Without going in to details about my friends’ lives (this is my blog not theirs) there are certain cultural practices that I have definitely taken note of and hope to assimilate into my own life. (These are my generalisations based on my experience and what I’ll take from each city.) The Great Danes are renowned for having the highest standard of living. I will remember the slowness of the Danish life, the gentleness, the quiet, the stillness of everything underneath the big Danish skies. Life felt a lot simpler. It often felt like I was looking through the cleanest, clearest lens and I now look back on those eight days like they were a dream.

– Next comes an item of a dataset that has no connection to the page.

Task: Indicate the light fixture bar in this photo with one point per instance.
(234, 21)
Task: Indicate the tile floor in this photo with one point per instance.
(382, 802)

Dutch parenting has been widely acclaimed as producing the happiest children and I certainly like their more relaxed approach. Kids playing on the streets all day, the sharing of bikes with neighbours, chocolate sprinkles on toast for breakfast… It felt like everything is done in moderation – no extremes, just steady on and enjoy the ride. And there is a real sense of community that travels beyond the neighbourhood. One chance encounter really epitomises what Holland represents to me. Jorien and Sebastian’s over the road neighbour had a baby while we were staying there. We knew the neighbour was in labour when the midwife arrived for the home birth. The following morning a puppet stork was hung on their window notifying the neighbours that the baby had been born. So typical Dutch – community and transparency but so subtle, minimalist and creative. I also think this video on the many ways you can bike ride in Holland is so reflective of what it is to be Dutch. I have a wee crush on Holland and it has only intensified since our being here.

And finally the Germans – well they don’t always get the best wrap but I do love their general sense of order, cleanliness and as Guy put it, there’s a sense of abundance about everything. As I have already written, Germany is so personal to me that it is hard to see it beyond my history and family connection.

And finally, (need to post this before it is a book!!!) I have also noticed in all three countries that yelling is not really part of the dialogue and though a good scream is worth mountains of emotional freedom, it has been very humbling hearing and observing life in more subtle tones. I am looking forward to traveling further south (ITALY! SPAIN!) where people speak with their hands and raise their voices more frequently. Let it go!!!!